HMK ihtiyari dava arkadaşlığının üçüncü şeklini 57/c bendinde göstermiştir. Bu bende göre davaların temelini oluşturan vakıaların ve hukuki sebeplerin aynı veya birbiriyle benzer olması ihtiyari dava arkadaşlığını gündeme getirir.
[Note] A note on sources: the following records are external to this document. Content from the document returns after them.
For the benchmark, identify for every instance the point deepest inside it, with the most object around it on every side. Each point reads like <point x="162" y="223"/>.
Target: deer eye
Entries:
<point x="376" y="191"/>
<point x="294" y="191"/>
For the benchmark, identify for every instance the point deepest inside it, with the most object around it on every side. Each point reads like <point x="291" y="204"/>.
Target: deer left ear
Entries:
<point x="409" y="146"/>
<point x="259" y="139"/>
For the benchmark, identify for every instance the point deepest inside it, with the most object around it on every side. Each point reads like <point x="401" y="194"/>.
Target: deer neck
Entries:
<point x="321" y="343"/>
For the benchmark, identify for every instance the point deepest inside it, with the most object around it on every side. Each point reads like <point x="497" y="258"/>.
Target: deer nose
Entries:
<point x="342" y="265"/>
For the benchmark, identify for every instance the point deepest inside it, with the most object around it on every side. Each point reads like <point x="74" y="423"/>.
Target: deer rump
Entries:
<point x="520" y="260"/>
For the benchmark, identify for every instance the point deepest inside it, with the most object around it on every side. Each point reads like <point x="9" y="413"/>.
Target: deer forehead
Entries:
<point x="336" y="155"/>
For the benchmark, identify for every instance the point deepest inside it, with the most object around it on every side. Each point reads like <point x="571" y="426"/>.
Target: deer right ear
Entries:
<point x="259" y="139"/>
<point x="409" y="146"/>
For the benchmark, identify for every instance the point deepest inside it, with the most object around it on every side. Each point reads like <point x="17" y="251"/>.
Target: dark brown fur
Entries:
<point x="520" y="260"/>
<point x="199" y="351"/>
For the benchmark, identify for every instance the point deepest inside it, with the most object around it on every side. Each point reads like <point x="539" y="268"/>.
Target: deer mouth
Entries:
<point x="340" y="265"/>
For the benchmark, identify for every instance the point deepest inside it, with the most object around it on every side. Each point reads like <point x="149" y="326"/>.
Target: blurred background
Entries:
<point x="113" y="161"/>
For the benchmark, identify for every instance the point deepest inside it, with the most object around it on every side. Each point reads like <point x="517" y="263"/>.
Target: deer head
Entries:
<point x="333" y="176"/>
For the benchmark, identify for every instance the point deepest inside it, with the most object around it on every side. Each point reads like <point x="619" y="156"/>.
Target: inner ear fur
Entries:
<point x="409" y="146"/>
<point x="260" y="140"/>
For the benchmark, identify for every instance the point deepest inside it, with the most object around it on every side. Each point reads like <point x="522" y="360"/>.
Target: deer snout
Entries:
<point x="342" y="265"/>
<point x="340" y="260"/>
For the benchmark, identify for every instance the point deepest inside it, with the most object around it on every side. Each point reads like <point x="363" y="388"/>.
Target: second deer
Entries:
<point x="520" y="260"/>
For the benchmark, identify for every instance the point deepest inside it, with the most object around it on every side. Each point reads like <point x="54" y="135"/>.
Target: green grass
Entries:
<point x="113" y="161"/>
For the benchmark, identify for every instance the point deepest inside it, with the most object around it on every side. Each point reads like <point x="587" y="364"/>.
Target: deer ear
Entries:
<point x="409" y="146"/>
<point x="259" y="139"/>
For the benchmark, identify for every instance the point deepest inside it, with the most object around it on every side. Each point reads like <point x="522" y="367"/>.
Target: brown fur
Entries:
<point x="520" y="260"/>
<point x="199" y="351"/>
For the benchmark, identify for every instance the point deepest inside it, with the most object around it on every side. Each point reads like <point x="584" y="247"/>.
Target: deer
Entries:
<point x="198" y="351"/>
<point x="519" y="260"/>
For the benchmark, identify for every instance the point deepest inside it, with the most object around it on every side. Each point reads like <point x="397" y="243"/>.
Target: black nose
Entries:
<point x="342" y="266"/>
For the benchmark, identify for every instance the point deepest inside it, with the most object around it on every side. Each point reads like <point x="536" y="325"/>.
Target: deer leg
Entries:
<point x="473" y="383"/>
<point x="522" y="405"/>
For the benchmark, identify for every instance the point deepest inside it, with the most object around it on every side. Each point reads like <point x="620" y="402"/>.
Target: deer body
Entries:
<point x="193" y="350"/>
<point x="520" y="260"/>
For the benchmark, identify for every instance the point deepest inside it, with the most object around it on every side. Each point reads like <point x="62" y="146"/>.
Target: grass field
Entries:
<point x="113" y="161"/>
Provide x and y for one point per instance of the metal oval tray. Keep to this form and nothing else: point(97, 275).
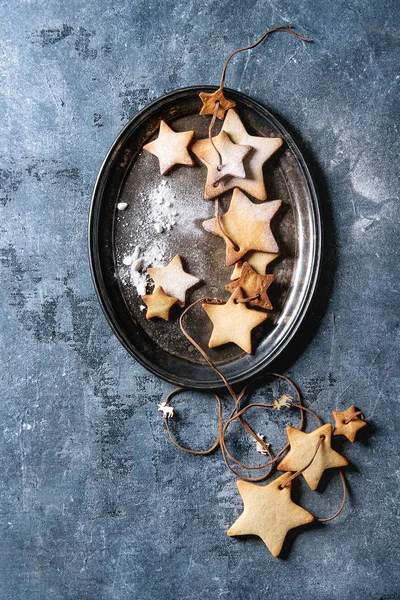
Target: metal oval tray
point(132, 176)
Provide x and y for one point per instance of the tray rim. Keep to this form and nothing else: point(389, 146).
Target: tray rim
point(94, 261)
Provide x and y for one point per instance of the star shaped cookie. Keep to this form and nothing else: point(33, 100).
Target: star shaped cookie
point(247, 225)
point(269, 512)
point(263, 149)
point(209, 101)
point(348, 429)
point(173, 279)
point(302, 448)
point(232, 156)
point(253, 284)
point(158, 304)
point(171, 148)
point(259, 261)
point(233, 322)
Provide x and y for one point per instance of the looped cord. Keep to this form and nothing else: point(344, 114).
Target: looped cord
point(211, 127)
point(237, 413)
point(282, 28)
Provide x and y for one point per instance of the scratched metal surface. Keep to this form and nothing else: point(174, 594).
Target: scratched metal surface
point(95, 503)
point(160, 345)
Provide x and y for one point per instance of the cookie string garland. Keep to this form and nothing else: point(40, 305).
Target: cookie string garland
point(238, 413)
point(234, 160)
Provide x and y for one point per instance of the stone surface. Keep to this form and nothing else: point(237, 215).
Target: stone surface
point(95, 503)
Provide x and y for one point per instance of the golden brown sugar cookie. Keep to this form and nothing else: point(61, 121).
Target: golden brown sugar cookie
point(233, 322)
point(302, 448)
point(263, 149)
point(173, 279)
point(259, 261)
point(231, 155)
point(347, 424)
point(158, 304)
point(253, 284)
point(247, 225)
point(269, 512)
point(209, 101)
point(171, 148)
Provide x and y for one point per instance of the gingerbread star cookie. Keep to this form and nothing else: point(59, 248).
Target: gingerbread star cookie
point(347, 424)
point(247, 225)
point(263, 149)
point(231, 154)
point(173, 279)
point(259, 261)
point(171, 148)
point(233, 322)
point(253, 284)
point(158, 304)
point(210, 100)
point(302, 448)
point(269, 512)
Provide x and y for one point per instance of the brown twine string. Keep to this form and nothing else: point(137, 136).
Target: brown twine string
point(221, 226)
point(238, 413)
point(283, 28)
point(355, 416)
point(210, 129)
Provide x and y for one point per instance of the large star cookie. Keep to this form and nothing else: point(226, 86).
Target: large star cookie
point(263, 149)
point(253, 284)
point(233, 322)
point(247, 225)
point(171, 148)
point(347, 424)
point(269, 512)
point(302, 448)
point(231, 154)
point(173, 279)
point(158, 304)
point(210, 100)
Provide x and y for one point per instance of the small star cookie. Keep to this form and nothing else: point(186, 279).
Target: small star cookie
point(171, 148)
point(269, 512)
point(248, 225)
point(346, 425)
point(210, 100)
point(173, 279)
point(232, 156)
point(259, 261)
point(253, 284)
point(158, 304)
point(233, 322)
point(302, 448)
point(263, 149)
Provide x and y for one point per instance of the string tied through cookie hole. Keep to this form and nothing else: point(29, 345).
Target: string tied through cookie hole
point(357, 415)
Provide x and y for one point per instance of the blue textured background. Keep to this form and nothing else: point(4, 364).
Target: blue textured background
point(95, 503)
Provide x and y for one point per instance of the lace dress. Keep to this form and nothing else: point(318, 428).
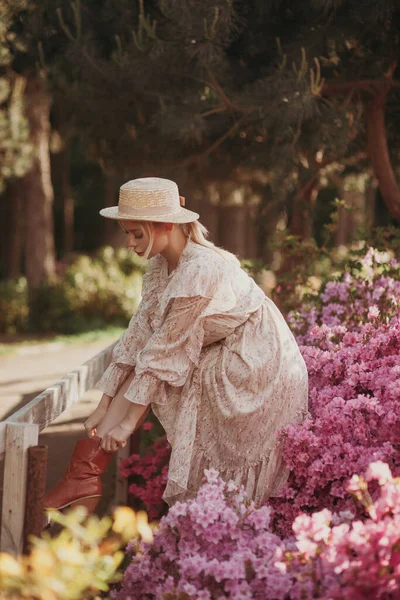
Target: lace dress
point(221, 369)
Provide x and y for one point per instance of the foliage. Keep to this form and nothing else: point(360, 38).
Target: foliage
point(351, 344)
point(341, 558)
point(215, 546)
point(79, 562)
point(87, 293)
point(310, 266)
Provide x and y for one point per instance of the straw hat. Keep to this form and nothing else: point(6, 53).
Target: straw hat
point(150, 199)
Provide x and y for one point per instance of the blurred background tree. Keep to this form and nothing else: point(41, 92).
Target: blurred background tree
point(264, 112)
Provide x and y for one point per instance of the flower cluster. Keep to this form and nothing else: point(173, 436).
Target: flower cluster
point(221, 546)
point(341, 558)
point(368, 291)
point(147, 477)
point(354, 393)
point(215, 546)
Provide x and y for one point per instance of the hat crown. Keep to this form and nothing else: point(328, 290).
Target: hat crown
point(149, 192)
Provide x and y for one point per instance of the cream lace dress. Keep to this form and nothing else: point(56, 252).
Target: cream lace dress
point(221, 369)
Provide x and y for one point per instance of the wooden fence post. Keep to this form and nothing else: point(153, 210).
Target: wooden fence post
point(19, 437)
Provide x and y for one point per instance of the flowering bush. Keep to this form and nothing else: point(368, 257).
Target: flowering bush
point(215, 546)
point(79, 562)
point(367, 291)
point(339, 558)
point(220, 546)
point(147, 475)
point(352, 356)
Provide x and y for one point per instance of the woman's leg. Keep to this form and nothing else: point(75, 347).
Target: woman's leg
point(119, 408)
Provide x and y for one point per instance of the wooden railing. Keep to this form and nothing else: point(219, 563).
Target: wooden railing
point(21, 430)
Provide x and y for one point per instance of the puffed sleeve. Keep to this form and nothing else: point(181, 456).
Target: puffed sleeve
point(123, 357)
point(171, 353)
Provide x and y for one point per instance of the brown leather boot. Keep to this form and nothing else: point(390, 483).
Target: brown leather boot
point(81, 483)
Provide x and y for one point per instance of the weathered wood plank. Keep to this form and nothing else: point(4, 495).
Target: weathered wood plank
point(19, 437)
point(53, 401)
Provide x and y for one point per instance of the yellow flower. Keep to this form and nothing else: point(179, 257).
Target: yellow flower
point(125, 523)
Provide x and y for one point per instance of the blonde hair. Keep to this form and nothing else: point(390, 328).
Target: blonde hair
point(195, 231)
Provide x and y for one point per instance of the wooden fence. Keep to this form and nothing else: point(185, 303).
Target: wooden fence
point(21, 430)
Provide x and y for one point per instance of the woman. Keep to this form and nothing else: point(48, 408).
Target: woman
point(207, 350)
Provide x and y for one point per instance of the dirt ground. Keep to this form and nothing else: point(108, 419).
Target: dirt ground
point(26, 374)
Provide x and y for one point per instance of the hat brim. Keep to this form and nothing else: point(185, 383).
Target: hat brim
point(183, 216)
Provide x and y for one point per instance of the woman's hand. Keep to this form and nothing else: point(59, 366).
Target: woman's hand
point(97, 416)
point(116, 438)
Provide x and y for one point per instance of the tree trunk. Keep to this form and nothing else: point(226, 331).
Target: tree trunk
point(38, 190)
point(14, 195)
point(67, 201)
point(378, 152)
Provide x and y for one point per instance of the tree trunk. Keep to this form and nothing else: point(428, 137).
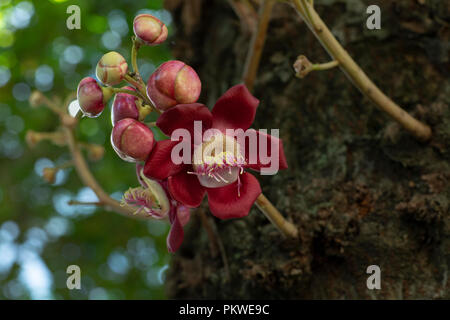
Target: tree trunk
point(361, 190)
Aynı vakıa sebebiyle fakat farklı hukuki sebeplerle açılan davalarda da bu kural uygulanır.

HMK 58. maddesinde ihtiyari dava arkadaşlarının davadaki durumunu hükme bağlamıştır. İhtiyari dava arkadaşlığını usul hukuku açısından inceleyen bu maddeye göre ihtiyari dava arkadaşlığının söz konusu olduğu durumda davalar birbirinden bağımsızdır ve buna göre dava arkadaşları iddia ve savunmalarını, delilleri ayrı ayrı sunabilir, her türlü usul işlemini kural olarak ayrı ayrı gerçekleştirebilir. Hüküm aşaması da dahil olmak üzere dava arkadaşları birbirinden bağımsız olduğundan birinin davadaki talebi kabul edilirken diğerininki reddedilebilir.

İhtiyari dava arkadaşlığının varlığı usul ekonomisi açısından önemlidir. Dava arkadaşlarının davaları birbirinden ayrı ve taraflar bağımsız olmasına rağmen tahkikat aşamasının ortak olması, tekrarı gerekecek usul işlemlerinin yapılmasına engel olmaktadır. Böylece ortak yapılan işlemler ile mahkemelerin iş yükü azaltılmaya çalışılmıştır.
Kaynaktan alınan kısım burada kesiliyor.